По ту сторону бытия с богом: перерождение соглядатая.

Смерть бога означала онтологический переворот, в результате которого человек встал на место бога, приняв на себя Его функции. Став законодателем, он принял на себя и иные его функции: он стал свидетелем, фискалом, обвинителем, судьей… Человек стал соглядатаем самого себя, хранителем тайны, знания о себе и обрек себя на сознание, на вынесение приговора и на наказание от рук своих. Однажды встав на путь ressentment’а, человек превратил историю своего развития в нескончаемы процесс самоусложнения. Европейский, современный человек так глубоко ушел в себя, что уже потерял себя. Настанет время и человек убьет себя, ведь собственный взгляд столь же невыносим, только избавиться от него невозможно.

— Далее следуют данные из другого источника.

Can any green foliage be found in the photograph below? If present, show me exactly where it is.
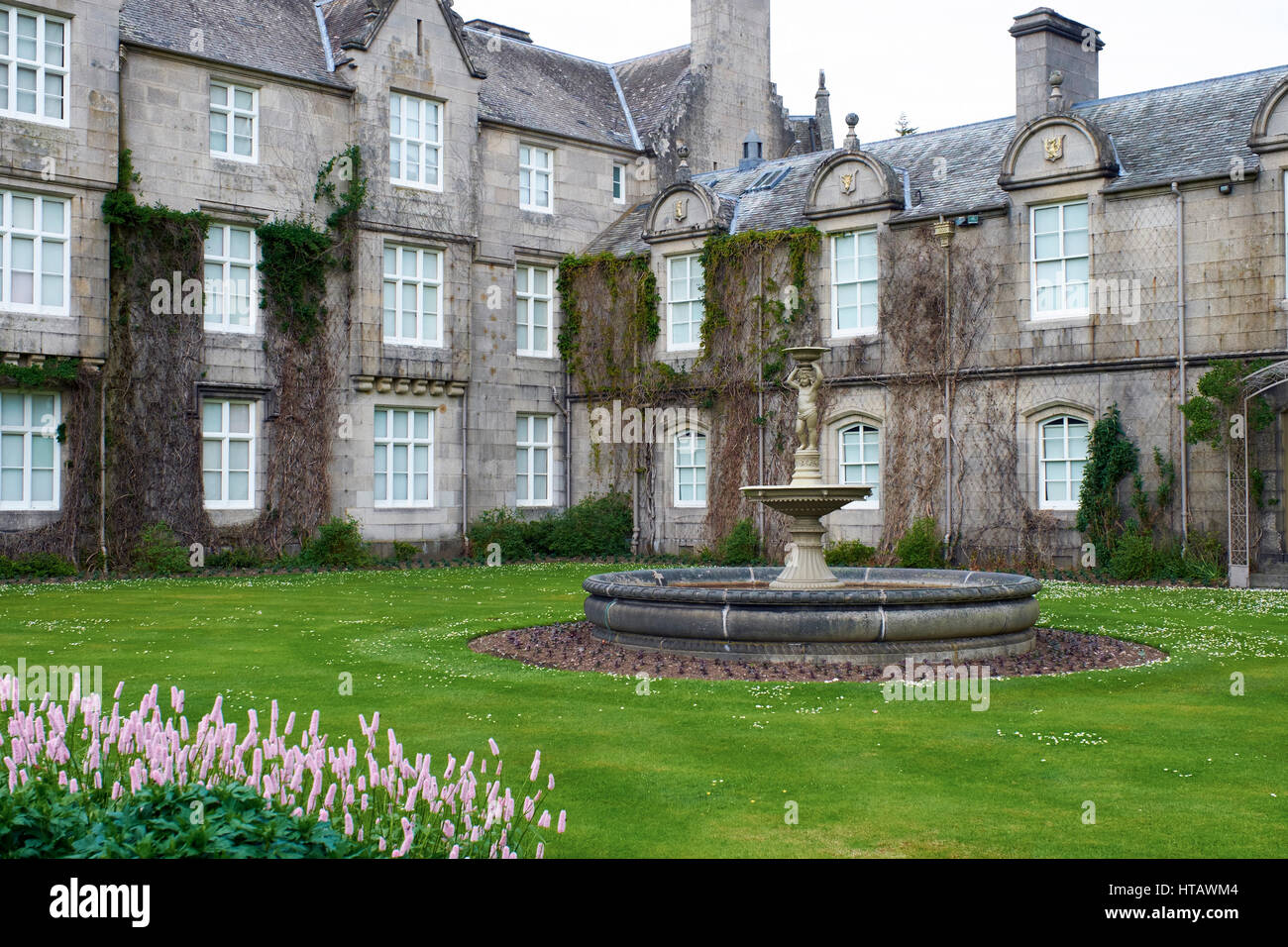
[130,523,192,576]
[716,518,761,566]
[391,540,420,563]
[1181,359,1275,450]
[823,540,877,566]
[894,517,944,570]
[0,356,80,389]
[0,553,76,579]
[467,492,634,562]
[300,517,371,569]
[103,150,211,271]
[1076,404,1140,554]
[206,546,268,570]
[255,219,331,346]
[0,781,376,858]
[1130,447,1176,532]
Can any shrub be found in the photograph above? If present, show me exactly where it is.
[391,540,420,563]
[206,546,268,570]
[716,519,761,566]
[0,553,76,579]
[894,517,944,570]
[1109,533,1160,582]
[467,492,634,562]
[300,517,371,569]
[133,523,192,576]
[467,509,541,562]
[544,491,635,558]
[0,781,377,858]
[823,540,877,566]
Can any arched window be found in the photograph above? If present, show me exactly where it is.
[1038,415,1091,510]
[838,424,881,509]
[675,430,707,506]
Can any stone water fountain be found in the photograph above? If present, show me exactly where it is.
[583,347,1042,664]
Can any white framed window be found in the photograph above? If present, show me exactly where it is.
[1038,415,1091,510]
[1030,201,1091,320]
[514,264,554,359]
[203,224,258,333]
[383,244,443,347]
[838,424,881,510]
[0,391,61,510]
[375,407,434,506]
[514,415,554,506]
[210,80,259,163]
[389,91,443,191]
[519,145,555,214]
[666,256,707,352]
[0,4,71,125]
[675,430,707,506]
[832,230,877,336]
[613,161,626,204]
[0,191,71,316]
[201,398,255,510]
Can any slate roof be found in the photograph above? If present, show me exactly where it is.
[613,47,690,141]
[590,65,1288,254]
[463,27,635,149]
[121,0,345,89]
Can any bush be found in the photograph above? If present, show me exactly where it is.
[132,523,192,576]
[0,553,76,579]
[1109,533,1162,582]
[391,540,420,563]
[206,546,268,570]
[0,781,376,858]
[300,517,371,569]
[823,540,877,566]
[544,491,635,559]
[894,517,944,570]
[467,492,634,562]
[716,519,761,566]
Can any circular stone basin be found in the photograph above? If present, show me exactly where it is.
[583,567,1042,664]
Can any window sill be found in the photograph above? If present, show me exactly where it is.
[0,114,72,129]
[1020,312,1091,331]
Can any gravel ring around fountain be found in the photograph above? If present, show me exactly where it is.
[471,621,1167,682]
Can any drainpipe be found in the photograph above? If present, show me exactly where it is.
[1172,180,1190,554]
[461,385,471,552]
[935,217,953,562]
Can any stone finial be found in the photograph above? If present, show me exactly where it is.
[845,112,859,151]
[1047,69,1064,112]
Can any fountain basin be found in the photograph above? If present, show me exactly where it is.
[583,567,1042,664]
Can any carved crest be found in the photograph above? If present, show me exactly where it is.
[1042,136,1065,161]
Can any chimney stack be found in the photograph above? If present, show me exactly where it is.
[1010,7,1105,126]
[814,69,836,151]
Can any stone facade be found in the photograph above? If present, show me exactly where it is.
[0,0,1288,577]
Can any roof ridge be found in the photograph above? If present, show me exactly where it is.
[612,43,693,65]
[461,25,613,69]
[1073,63,1288,108]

Человек настолько усложнился, разросся множеством внутренних инстанций, то окончательно потеря себя за нескончаемым рядом вторых и третьих: Эго, Ид, супер-Эго. Фрейд впервые продемонстрировал, насколько глубоко человек ушел в себя: одна часть его (Эго) есть собственно сознание им самого себя, другая (Ид или бессознательное, явление столь же трудноопределимое, как и бог), — хранитель знания человека о самом себе, источник всех его греховных порывов, вплоть до самых скрытых, самых потаенных, третья — (супер-Эго) выполняет роли соглядатая, молчаливой картельной инстанции, не пропускающей ни одного порыва, даже самого незаметного. И ни одно из них, возникнув, не исчезнет не замеченным и безнаказанным. Психоанализ свидетельствует о дальнейшем «прогрессе» типа ressentiment в формировании европейского типа человека. Внешний соглядатай оборачивается внутренним: тип ressentiment овнутряет внешнее, после чего делает внешним само это внутреннее. Теория Фрейда легитимирует двойное дно человека: ressentiment получает право на существование. По сути, то, что Ницше называл упадком, патологией, современный психоанализ осознает как норму. Он объясняет поведения через «комплексы» — сложные внутренние связи (complexus — лат. «связь, сочетание») — и обнажает конфликт человека с самим собой, точнее, конфликт разных инстанций внутри человека, разделивший его и сделавших его чуждым и непонятным самому себе. Теперь понимание себя — распутывание сложного комплекса рефлексией и бессознательных механизмов (замещений, вытеснений, переноса и т.п.). Психоанализ Фрейда пытается исполнить роль путеводной нити Ариадны в том опасном лабиринте, который представляет из себя человек. Фрейд пошел дальше Ницше. Если философ указал на Ницше усложнение явного в человека, расщепление его на Я и внутренне я (совесть), то Фрейд констатировал усложнение неявного, выйдя на более высокий уровень абстракции.

Литература
  • [1] 1. Аристотель. Соч. в 4 т. М., 1976.
  • [2] 2. Декарт Р. Размышления о первой философии // Декарт Р. Разыскание истины СПб., 2000.
  • [3] 3. Книга Иова // Поэзия и проза древнего Востока. Пер. и комм. С.А. Аверинцева. М., 1979.
  • [4] 4. Манн Т. Философия Ницше в свете нашего опыта // Манн Т. Cобр. соч. в 10 т. Т.10. М., 1961.
  • [5] 5. Ницше Ф. Собр. соч. в 2 т. Пер. с нем., сост., ред. и автор примеч. К.А. Свасьян. М., 1998.
  • [6] 5а. Ницше Ф. Генеалогия морали // Ницше Ф. Избранные произведения Соч. в 2 кн. Кн.2. 1990.
  • [7] 6. Тульпе И.А. Иов: опыт самопознания // Метафизические исследования, СПб., 1999 г. №10.
  • [8] 7. Фрейд З. Введение в психоанализ: Лекции. М., 1989.
  • [9] 8. Фрейд З. Очерки по психологии сексуальности. Мн., 2001.
  • [10] 9. Фуко М. Герменевтика субъекта // Социо-Логос. № 1. М., 1991.
  • [11] 10. Цвейг С. Ницше. Борьба с безумием. Таллин, 1990.
  • [12] 11. Шелер М. Ресентимент в структуре морали. СПб., 1999.
  • [13] 12. Ясперс К. Ницше и христианство. М., 1994.